Owing to the fragmentation of production in different countries, exports include a high volume of imported intermediate products (goods and services). Thirty percent of the value of Spanish exports is imported; the remaining 70% representing the domestic value added (salaries and profits) generated in Spain.
Seventy percent of gross Spanish exports comes from manufactured products, 25.4% from services. However, if we take into account the value added of these exports, services account for 50.6%, a figure that doubles the importance of this macro sector in the gross exports and that has increased over ten percentage points from 39.3% in 1995. In contrast, the proportion of manufactured goods in the exported value added has fallen ten points since 1995, from 48.1% to the current 37%.
Spain has more difficulties than other European countries to carry out the activities that most generate value added owing to weak business investment in R&D&I, ICT, and human and organizational capital. The most qualified and best paid occupations make up a lower proportion of the jobs in Spanish manufacturing (26.4%) than in the United Kingdom, France and Germany, countries in which they account for 33.8% and 35.1% of the employment.

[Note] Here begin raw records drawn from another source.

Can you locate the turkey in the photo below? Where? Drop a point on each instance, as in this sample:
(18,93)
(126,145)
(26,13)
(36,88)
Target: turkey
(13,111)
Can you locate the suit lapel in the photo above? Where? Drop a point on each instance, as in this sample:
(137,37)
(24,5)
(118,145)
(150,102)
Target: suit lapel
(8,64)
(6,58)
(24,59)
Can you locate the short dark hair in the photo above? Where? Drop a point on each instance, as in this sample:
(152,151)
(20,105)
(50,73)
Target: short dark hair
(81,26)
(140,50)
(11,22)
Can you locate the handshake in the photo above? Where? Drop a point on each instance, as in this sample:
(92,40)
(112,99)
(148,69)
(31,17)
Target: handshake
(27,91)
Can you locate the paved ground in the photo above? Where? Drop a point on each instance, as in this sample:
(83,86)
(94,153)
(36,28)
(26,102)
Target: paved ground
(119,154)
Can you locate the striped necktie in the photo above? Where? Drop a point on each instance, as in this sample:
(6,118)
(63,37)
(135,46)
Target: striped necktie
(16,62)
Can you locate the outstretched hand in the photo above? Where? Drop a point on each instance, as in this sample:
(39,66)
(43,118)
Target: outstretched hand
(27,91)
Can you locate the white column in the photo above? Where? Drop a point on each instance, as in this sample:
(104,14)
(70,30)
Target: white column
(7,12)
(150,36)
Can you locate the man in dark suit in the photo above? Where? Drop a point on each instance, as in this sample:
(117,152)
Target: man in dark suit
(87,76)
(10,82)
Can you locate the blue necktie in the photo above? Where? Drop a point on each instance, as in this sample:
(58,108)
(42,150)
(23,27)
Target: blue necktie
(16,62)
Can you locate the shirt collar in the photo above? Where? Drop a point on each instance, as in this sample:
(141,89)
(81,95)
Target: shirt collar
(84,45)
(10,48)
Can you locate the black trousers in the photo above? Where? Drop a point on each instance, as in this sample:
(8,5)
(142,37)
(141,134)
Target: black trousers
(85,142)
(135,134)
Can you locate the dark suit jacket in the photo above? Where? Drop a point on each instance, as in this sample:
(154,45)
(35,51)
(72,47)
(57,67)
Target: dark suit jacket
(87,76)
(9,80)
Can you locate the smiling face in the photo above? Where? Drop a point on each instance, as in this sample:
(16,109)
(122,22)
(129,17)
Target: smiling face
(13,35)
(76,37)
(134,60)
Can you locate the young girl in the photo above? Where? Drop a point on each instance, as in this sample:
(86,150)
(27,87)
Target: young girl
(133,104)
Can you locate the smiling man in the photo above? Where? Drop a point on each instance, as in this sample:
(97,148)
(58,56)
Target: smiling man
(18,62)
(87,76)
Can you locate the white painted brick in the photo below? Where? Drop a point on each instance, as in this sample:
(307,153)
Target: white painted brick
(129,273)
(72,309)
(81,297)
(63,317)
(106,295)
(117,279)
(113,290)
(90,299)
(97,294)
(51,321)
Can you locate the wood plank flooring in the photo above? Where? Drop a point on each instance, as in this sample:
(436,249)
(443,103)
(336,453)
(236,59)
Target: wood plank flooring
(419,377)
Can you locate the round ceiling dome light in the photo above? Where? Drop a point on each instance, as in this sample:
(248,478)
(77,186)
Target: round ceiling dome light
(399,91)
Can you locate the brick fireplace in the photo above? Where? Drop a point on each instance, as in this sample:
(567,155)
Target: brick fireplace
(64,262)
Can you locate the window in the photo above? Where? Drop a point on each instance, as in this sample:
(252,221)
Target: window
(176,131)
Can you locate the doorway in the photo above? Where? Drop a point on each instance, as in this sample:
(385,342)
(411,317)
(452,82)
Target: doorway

These are some of the key messages from the report on Spanish competitiveness in global value chains (La competitividad española en las cadenas de valor globales) put together by the Fundación BBVA and the Ivie. This report studies the effects of the trends of international specialization in the 21st century on Spanish exports, employment level and type, and the capacity to generate wealth. The study was headed by Francisco Pérez, research director of the Ivie and professor at the University of Valencia, with the participation of Eva Benages, José Pla-Barber, Marta Solaz and Cristina Villar, all also associated to both institutions.